Ebiten is an Original Net Animation (ONA) based on a manga by Kira Inugami and SCA-ji.
The Astronomy Club at Ebisugawa Public High School is in danger of closing down, due to having too few members. The first episode of the series is about a new first year student trying to join the club. It’s quickly revealed that all of the current members of the club are weirdos.
It turns out that Ebiten is full of parodies or references to famous anime. As I watched, I figured out the parodies and references to The Melancholy of Haruhi Suzumiya, Sailor Moon, Fist of the North Star, Dragon Ball Z, Case Closed, and K-ON!. According to Wikipedia, I hadn’t figured out the parodies of Saint Seiya, Blue Comet SPT Layzner, the Metal Hero series, and MMR: Magazine Mystery Reportage; this isn’t surprising, though, since I personally haven’t seen any of those titles yet.

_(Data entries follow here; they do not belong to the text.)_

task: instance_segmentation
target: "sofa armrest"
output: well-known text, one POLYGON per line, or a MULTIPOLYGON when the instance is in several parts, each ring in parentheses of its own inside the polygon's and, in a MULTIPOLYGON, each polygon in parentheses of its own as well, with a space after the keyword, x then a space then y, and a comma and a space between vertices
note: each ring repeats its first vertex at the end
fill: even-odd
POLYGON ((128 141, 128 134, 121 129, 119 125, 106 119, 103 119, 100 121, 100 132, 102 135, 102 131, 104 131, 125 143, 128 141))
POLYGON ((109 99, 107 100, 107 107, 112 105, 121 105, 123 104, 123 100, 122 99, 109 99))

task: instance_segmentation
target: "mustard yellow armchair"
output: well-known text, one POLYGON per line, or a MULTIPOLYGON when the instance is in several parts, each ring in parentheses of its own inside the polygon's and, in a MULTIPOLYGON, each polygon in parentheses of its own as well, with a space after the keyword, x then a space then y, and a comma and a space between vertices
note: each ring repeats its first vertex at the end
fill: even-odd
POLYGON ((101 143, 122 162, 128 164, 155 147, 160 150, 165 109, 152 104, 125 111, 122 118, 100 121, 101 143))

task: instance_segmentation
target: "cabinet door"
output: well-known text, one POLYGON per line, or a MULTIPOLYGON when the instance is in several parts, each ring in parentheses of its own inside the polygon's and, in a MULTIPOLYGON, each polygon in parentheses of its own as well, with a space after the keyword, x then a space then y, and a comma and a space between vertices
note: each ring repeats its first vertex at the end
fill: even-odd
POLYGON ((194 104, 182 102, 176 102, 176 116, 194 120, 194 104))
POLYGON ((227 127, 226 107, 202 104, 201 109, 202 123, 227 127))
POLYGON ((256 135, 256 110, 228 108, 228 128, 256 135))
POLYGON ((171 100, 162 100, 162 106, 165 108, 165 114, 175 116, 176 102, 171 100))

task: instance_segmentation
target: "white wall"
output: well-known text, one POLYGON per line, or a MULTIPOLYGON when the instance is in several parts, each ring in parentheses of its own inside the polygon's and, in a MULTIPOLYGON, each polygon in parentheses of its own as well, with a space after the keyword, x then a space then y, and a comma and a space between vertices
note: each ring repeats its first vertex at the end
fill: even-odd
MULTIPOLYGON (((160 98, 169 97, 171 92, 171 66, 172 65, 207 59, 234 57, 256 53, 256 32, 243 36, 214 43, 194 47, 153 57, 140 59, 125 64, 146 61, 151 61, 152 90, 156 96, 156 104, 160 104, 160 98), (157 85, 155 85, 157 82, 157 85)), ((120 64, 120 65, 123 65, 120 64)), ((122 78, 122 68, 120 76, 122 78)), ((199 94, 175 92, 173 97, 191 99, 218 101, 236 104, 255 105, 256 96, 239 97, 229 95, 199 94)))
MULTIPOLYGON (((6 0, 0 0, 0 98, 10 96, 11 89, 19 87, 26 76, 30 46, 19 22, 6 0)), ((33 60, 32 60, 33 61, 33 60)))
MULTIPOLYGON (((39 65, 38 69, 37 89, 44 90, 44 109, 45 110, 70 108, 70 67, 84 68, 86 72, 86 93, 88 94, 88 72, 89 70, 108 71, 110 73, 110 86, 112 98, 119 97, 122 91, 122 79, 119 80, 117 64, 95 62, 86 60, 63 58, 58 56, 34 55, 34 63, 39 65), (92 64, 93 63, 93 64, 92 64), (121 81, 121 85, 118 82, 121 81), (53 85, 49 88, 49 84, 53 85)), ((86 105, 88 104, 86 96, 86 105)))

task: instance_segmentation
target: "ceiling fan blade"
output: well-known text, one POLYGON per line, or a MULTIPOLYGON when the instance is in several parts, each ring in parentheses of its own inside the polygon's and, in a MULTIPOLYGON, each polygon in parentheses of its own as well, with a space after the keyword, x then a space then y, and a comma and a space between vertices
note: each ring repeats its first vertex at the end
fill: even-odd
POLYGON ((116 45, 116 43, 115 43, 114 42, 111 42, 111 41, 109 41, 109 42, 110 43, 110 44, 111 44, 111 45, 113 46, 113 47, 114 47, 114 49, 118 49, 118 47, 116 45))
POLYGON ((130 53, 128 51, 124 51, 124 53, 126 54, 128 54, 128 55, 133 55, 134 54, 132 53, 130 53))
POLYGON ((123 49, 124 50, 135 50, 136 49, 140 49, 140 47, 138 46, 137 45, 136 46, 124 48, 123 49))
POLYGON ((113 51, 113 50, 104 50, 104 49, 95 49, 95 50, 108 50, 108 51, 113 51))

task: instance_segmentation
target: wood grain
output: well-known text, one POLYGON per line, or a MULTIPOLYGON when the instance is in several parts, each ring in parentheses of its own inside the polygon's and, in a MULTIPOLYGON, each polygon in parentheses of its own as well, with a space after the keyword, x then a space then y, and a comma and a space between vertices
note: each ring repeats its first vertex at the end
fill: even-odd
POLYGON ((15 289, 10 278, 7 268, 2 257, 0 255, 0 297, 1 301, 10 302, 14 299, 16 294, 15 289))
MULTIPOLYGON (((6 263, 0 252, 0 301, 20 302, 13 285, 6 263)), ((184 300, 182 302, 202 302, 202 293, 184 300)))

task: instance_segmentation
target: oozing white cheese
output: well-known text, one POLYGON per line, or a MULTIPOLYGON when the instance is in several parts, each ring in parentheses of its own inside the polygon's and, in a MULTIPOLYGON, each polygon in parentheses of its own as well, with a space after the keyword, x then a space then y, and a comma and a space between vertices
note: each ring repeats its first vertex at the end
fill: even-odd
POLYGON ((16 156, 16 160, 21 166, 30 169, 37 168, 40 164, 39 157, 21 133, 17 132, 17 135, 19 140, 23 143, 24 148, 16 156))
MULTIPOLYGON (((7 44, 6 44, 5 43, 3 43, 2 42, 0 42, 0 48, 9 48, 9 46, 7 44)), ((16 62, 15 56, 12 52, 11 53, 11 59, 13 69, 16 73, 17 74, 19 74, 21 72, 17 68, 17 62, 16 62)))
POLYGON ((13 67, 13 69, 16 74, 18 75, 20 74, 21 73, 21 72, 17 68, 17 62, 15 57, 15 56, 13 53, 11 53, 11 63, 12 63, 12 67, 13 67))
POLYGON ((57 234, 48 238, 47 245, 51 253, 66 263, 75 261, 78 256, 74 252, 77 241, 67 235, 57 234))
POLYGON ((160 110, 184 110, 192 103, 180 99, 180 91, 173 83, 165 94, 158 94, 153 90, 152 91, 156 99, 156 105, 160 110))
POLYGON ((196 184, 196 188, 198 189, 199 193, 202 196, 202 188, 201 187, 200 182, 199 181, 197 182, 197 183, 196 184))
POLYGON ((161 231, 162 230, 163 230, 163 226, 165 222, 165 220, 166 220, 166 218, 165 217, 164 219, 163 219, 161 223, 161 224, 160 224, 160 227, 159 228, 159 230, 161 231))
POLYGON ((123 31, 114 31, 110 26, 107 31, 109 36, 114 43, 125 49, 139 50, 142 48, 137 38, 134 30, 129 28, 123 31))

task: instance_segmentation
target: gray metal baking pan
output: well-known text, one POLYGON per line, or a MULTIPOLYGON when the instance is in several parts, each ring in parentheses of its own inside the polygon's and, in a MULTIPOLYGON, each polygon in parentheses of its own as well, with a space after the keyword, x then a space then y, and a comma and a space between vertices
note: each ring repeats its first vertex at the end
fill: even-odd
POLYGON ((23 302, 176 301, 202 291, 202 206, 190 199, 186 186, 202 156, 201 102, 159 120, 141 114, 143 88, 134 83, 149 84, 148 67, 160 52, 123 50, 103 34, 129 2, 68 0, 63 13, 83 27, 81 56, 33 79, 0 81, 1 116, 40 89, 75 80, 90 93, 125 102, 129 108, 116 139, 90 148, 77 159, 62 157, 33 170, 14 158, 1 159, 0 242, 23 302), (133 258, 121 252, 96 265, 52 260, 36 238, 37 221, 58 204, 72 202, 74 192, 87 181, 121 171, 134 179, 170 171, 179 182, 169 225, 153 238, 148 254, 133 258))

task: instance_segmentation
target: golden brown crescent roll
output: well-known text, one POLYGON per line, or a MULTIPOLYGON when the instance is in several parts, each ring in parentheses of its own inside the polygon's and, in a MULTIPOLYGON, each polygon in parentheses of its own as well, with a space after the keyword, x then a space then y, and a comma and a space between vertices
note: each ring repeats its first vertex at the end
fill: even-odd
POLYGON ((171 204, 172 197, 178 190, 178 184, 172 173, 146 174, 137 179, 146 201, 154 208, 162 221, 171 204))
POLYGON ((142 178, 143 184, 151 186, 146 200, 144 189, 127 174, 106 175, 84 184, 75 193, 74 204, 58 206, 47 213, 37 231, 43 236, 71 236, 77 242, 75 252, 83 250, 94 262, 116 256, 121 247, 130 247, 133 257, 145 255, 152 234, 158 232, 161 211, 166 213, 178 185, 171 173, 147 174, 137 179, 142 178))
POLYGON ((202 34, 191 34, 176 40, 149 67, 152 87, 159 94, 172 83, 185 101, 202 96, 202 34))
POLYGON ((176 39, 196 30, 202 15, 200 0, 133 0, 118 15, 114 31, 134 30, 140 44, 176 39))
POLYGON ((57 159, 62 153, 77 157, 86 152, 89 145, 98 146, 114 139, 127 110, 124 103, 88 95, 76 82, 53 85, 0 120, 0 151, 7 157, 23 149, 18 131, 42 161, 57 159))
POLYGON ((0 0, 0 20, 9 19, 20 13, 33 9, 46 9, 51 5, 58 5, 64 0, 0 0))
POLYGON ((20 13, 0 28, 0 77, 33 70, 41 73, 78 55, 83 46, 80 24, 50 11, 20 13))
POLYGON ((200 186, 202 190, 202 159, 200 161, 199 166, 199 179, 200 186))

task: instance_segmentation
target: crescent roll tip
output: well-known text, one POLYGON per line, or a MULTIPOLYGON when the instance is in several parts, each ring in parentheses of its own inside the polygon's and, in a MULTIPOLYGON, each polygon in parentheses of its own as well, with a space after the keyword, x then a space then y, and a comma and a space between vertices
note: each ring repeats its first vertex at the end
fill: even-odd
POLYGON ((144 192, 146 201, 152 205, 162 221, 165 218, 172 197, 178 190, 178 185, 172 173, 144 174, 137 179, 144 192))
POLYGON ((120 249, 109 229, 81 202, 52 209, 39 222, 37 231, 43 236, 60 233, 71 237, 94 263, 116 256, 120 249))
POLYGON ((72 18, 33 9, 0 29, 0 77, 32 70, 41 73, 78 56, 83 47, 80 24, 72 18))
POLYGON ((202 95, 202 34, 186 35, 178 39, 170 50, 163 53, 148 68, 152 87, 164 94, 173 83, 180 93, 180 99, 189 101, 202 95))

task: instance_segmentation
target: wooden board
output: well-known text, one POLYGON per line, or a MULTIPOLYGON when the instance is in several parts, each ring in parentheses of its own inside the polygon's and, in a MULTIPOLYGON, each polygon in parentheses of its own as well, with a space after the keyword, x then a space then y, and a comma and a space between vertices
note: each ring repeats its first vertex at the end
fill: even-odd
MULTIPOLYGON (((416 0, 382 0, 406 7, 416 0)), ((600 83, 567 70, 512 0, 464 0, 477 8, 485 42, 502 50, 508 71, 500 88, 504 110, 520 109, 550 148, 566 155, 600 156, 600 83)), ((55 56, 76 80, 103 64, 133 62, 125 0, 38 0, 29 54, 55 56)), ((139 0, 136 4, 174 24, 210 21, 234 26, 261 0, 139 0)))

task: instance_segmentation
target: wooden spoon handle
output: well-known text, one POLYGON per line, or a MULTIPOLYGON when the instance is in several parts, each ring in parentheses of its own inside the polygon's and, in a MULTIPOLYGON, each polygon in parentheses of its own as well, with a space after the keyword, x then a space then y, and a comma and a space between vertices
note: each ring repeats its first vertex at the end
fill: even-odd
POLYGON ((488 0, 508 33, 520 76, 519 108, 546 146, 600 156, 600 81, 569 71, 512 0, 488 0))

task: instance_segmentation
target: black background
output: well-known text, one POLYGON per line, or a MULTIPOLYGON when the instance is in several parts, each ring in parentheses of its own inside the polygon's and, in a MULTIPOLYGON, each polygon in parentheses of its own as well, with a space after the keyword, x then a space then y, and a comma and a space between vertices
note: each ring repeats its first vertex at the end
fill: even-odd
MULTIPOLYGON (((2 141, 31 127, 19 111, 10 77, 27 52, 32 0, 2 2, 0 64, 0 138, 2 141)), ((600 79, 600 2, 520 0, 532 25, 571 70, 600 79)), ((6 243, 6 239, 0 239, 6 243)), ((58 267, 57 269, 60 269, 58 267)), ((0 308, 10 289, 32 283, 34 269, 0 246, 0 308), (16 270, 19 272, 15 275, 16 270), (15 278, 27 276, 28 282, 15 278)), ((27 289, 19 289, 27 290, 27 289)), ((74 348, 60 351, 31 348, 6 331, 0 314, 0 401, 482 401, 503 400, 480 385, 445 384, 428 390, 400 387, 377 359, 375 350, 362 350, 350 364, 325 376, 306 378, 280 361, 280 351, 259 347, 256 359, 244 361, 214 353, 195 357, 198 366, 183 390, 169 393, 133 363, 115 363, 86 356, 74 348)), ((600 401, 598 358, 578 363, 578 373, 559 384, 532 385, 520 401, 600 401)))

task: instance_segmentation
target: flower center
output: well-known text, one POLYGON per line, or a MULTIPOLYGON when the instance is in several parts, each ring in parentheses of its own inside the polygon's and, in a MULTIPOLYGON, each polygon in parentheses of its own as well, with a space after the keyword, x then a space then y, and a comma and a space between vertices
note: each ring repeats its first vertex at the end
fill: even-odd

When I picked up on the parodies, they were usually rather humorous. My favorites would be the episodes that parodied Sailor Moon and Dragon Ball Z, because I found myself actually roaring with laughter when I saw them. For me, a parody is successful if it can make me react that way.
The club’s president, Kyoko Todayama, is definitely a more exaggerated version of Haruhi Suzumiya when it comes to her personality. Her character design also kind of evokes Haruhi as well. Hakata Kanamori is supposed to evoke Mikuru Asahina from The Melancholy of Haruhi Suzumiya, but is also a much more exaggerated version of that character. The interactions between Kyoko and Hakata are very similar to how Haruhi interacts with Mikuru.
Overall, Ebiten is a very quirky series that focuses on comedy. Of course, a series that relies on parodies would be like this. At first, it seemed like various plot elements were being thrown out there that didn’t really relate to each other, so it was a nice surprise when revelations near the end of the series proved that the earlier episodes were actually building up to something. The 10th episode is kind of interesting, though, because it doesn’t obviously rely on parody and humor. It’s actually a rather serious episode, which was quite the jarring shift from the previous nine episodes. Don’t get me wrong, I liked the final episode, but it felt so drastically different from everything else.
My one real complaint about Ebiten would be on its reliance on fanservice. Obviously, I’m not part of the audience that the fanservice was aimed at, so I don’t want to harp too much on it. It’s just that personally, the fanservice didn’t do anything for me. But I’m not going to let the inclusion of the fanservice make me think any less of the series.
Overall, Ebiten was amusing to watch, I’m just not sure I’d go out of my watch to watch it again. I’m glad I finally saw the series, and it was enjoyable for what it was, but it’s not a title I’d be in a hurry to re-watch again.